I lean toward a preference for inclusivity and transparency. I think this whole empowered patient movement will perhaps do more to change the course of our traditionally paternalistic medical world (providers and HIT vendors, included) than any governmentally-driven initiatives or any latest and greatest techno-marvel. Engaged folks have skin in the game and understand that their participation matters. Enlightened consumers have the potential to help drive change, both in how we deliver care and how successful the care outcomes will be. (Isn’t that what ACOs want?)

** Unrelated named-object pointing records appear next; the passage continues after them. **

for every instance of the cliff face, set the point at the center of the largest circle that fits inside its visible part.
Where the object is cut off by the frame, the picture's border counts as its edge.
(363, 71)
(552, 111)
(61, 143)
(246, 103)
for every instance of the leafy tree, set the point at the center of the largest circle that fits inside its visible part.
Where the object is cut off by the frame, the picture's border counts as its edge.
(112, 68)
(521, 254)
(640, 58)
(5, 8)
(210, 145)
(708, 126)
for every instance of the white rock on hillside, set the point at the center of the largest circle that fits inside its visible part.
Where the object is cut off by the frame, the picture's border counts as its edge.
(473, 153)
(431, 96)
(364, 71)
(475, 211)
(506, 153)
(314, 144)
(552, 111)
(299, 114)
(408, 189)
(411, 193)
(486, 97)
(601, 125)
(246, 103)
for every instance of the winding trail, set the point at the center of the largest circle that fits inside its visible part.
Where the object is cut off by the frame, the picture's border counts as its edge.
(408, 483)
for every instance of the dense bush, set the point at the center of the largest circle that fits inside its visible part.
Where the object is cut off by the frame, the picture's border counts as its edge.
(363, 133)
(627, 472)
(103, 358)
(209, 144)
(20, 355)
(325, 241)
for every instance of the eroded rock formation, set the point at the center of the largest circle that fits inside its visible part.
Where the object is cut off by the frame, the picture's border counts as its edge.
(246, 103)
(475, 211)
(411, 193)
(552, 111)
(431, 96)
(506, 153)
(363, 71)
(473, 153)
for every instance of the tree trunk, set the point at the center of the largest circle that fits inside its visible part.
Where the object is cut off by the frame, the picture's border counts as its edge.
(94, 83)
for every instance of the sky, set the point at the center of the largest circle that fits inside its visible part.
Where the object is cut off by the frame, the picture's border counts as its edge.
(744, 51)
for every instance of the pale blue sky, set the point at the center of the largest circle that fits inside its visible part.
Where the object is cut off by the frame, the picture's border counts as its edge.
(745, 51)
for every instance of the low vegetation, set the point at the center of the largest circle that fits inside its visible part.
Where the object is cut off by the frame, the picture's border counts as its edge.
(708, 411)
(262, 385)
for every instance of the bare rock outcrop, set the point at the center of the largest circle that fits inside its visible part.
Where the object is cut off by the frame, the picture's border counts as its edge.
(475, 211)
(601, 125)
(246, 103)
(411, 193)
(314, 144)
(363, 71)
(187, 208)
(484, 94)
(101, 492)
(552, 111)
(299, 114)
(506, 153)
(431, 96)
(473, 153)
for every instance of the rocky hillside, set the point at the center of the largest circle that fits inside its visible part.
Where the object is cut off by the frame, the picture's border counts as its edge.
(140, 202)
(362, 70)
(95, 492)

It will be a little scary for providers (and for HIT vendors) to allow access to our somewhat hidden world. Allowing the general public to see what we write, to have the obligation to explain in real “people-speak”, to invite patients into our so dearly regarded ivory towers, and to elevate consumers onto our pedestals (or to just get rid of those silly pedestals altogether) will greatly challenge some long held credos and egos.

Whether you call them “patients”, “consumers”, or just plain “people”, eventually “they is all us.” We all have a stake in this game. We’re all healthcare consumers at some point. I suggest it is long overdue that we open the doors of the hallowed (and somewhat musty) halls of medicine (and HIT) to let a little sunshine in, some e-patient powered sunshine.

From the trenches (and wishing you all great holidays)…

“There’s a war out there, old friend. A world war. And it’s not about who’s got the most bullets. It’s about who controls the information. What we see and hear, how we work, what we think… it’s all about the information!” – Cosmo, from the movie “Sneakers”

Dr. Gregg Alexander, a grunt in the trenches pediatrician at Madison Pediatrics, is Chief Medical Officer for Health Nuts Media, directs the Pediatric Office of the Future exhibit for the American Academy of Pediatrics, and sits on the board of directors of the Ohio Health Information Partnership (OHIP).